Snoring is the hoarse or harsh sound that occurs when air flows past relaxed tissues in your throat, causing the tissues to vibrate as you breathe.
Most individuals snore occasionally, but for some, it can be a chronic problem. Snoring happens when you are in deep sleep. This vibration can occasionally approach 100 decibels, which is equivalent to a vacuum cleaner and can be as loud as a hair dryer at 50 dB.
What causes snoring?
Sometimes the culprits may be the lifestyle and personal factors such as alcohol, some medications, alcohol and congestion can make snoring worse. You might also be at higher risk for snoring – and sleep apnoea – if you are overweight or obese, you sleep on your back, or you smoke, according to Harvard Health Publishing.
When a woman goes through menopause, her body produces less oestrogen, which is crucial for maintaining muscle tone and skin elasticity. The likelihood of snoring then rises as a result of the airways becoming looser and bulkier. An under-appreciated but significant cause of snoring, according to Bianca Leonard, marketing manager for air treatment experts Solenco, is an overheated room or excessively dry ambient air.

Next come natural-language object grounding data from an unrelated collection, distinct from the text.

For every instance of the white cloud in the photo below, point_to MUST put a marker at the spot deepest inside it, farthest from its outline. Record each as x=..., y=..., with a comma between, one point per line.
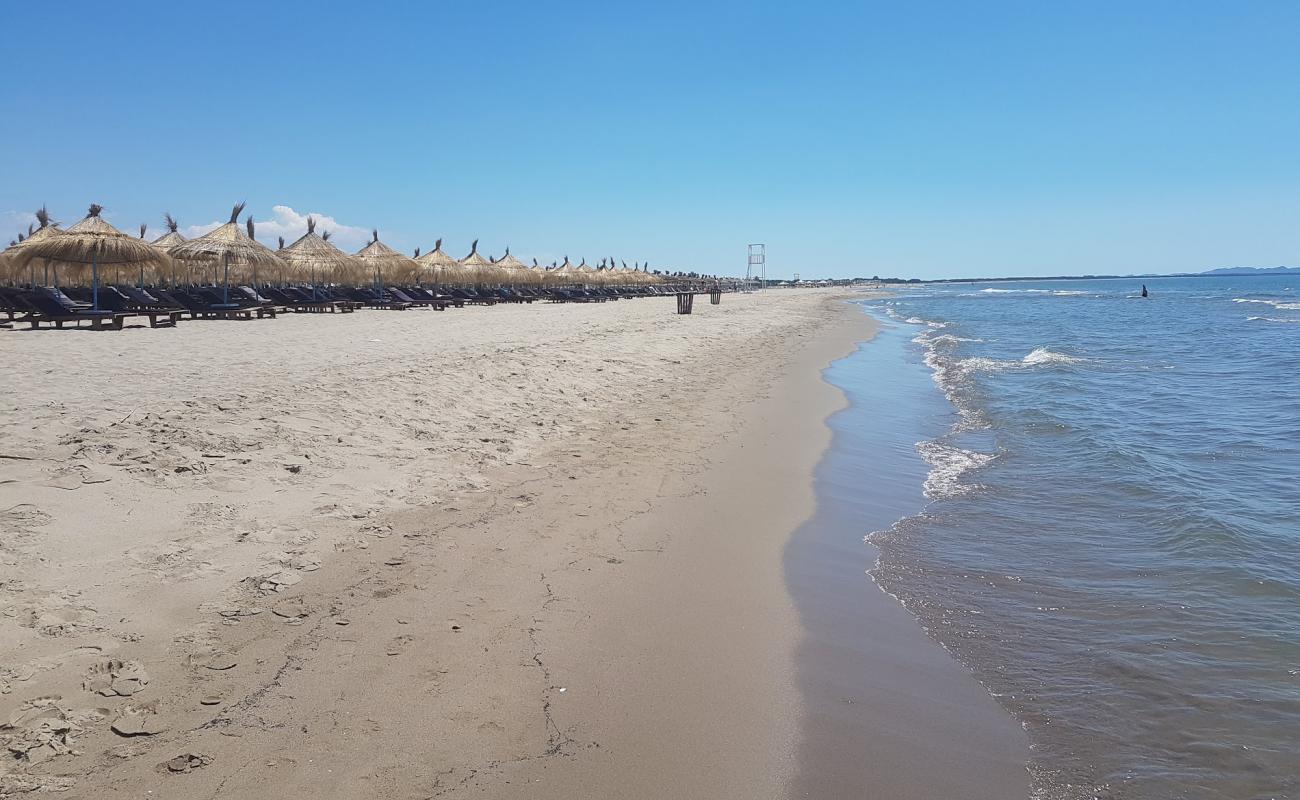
x=290, y=224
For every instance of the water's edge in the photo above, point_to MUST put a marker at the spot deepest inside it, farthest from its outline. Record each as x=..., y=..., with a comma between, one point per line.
x=884, y=706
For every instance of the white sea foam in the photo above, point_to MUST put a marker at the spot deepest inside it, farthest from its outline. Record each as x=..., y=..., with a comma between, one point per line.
x=1041, y=355
x=945, y=340
x=948, y=465
x=1279, y=305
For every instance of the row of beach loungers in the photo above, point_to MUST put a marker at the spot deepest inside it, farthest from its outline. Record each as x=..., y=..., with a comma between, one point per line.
x=168, y=306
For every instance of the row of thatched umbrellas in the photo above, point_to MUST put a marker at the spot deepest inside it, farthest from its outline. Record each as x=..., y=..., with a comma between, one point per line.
x=230, y=253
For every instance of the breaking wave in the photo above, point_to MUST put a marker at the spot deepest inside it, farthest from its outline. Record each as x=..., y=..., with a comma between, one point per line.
x=948, y=465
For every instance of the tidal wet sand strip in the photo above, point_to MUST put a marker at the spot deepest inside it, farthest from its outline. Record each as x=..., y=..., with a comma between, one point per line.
x=525, y=553
x=885, y=710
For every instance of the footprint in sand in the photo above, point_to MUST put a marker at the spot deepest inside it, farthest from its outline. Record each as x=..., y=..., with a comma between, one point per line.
x=138, y=721
x=116, y=678
x=399, y=644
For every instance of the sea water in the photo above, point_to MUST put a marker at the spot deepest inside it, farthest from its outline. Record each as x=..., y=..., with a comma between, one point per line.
x=1110, y=527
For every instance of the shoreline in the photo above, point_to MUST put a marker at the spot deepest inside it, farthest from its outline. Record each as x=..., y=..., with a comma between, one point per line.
x=599, y=610
x=885, y=705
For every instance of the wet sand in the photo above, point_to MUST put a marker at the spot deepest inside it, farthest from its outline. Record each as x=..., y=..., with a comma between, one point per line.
x=887, y=712
x=495, y=553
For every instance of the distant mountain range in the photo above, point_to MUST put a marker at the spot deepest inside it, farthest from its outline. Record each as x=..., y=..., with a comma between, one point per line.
x=1253, y=271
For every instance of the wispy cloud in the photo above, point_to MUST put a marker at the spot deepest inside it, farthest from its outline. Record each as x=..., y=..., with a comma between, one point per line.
x=289, y=223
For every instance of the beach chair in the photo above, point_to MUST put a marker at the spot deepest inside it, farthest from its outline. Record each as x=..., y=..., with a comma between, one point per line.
x=50, y=306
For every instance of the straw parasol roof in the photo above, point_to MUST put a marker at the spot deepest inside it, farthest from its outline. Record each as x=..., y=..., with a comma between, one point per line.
x=566, y=271
x=313, y=258
x=380, y=259
x=438, y=267
x=172, y=237
x=92, y=242
x=477, y=266
x=229, y=245
x=48, y=228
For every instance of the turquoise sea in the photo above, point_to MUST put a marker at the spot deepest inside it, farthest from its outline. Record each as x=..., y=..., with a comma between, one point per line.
x=1108, y=531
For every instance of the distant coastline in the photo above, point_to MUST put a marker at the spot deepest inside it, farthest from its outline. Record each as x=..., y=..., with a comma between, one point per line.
x=1210, y=273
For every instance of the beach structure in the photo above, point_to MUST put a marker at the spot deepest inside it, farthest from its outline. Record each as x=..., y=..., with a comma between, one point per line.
x=440, y=268
x=313, y=258
x=512, y=269
x=564, y=273
x=386, y=264
x=169, y=240
x=229, y=247
x=8, y=264
x=92, y=243
x=477, y=266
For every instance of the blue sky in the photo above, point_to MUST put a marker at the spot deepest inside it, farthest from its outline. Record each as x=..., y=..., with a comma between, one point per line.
x=921, y=139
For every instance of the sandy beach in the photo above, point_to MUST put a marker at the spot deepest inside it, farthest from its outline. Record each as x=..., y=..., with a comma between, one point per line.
x=515, y=552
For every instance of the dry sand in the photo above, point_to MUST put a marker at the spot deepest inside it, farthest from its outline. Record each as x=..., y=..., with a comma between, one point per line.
x=525, y=552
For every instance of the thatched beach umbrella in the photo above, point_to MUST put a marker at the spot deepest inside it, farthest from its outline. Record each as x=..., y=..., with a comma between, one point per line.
x=512, y=269
x=9, y=264
x=441, y=267
x=95, y=242
x=313, y=255
x=477, y=266
x=229, y=246
x=381, y=260
x=169, y=240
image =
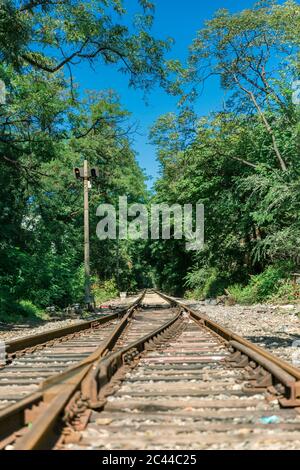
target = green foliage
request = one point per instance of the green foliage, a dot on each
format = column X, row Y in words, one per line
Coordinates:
column 47, row 126
column 269, row 285
column 104, row 290
column 243, row 162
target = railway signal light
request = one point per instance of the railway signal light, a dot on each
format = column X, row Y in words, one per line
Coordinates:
column 94, row 172
column 86, row 174
column 78, row 172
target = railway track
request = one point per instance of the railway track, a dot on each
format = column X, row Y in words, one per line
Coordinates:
column 169, row 375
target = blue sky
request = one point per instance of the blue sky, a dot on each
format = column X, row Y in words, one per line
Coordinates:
column 179, row 19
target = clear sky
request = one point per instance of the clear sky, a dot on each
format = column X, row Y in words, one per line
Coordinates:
column 179, row 19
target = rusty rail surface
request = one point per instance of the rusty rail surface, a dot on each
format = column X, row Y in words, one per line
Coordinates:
column 86, row 385
column 43, row 408
column 279, row 370
column 18, row 346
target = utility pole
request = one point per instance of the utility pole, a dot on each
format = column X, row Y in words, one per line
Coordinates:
column 87, row 274
column 85, row 174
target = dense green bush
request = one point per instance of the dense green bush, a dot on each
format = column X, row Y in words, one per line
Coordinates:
column 267, row 286
column 104, row 290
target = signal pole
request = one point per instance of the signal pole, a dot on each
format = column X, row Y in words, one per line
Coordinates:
column 87, row 273
column 86, row 173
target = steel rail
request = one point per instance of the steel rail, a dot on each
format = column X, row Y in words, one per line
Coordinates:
column 286, row 373
column 43, row 408
column 16, row 346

Tips to help alleviate your snoring
It may seem clear, according to Leonard, that changing one’s lifestyle, eating a healthy dinner, and engaging in lots of physical activity can lessen snoring, but it isn’t always that easy.
She continues by saying that serial snorers frequently employ a variety of methods to control their snoring, with the majority using saline sprays or “anti-snoring” sprays, which are meant to lubricate the nose or throat and improve airflow.
“The worst position is sleeping on your back, but placing bulging pillows in the middle of the bed to help stay sleeping on your side may do wonders for you or your partner.”
She suggests purchasing a humidifier to bring moisture to the air in the room and to help avoid snoring to address the awful midnight or morning dry mouth and dry air. Also, it’s a fantastic addition to a beauty or skincare routine because it protects you from chapped lips, dry skin, and itchy eyes, nose, and throat.
“Look for a two-in-one device that purifies the air and diffuses a pleasant mist.
“The gentle mist is a valuable aid in remedying snoring and an added built-in aromatic diffuser allows you to infuse your favourite scents and essences for better sleeping. Whether you’re a snorer yourself, or you share your nights with a snorer, it’s worth looking into ways that you can achieve better sleep at night for better long-term health,” said Leonard.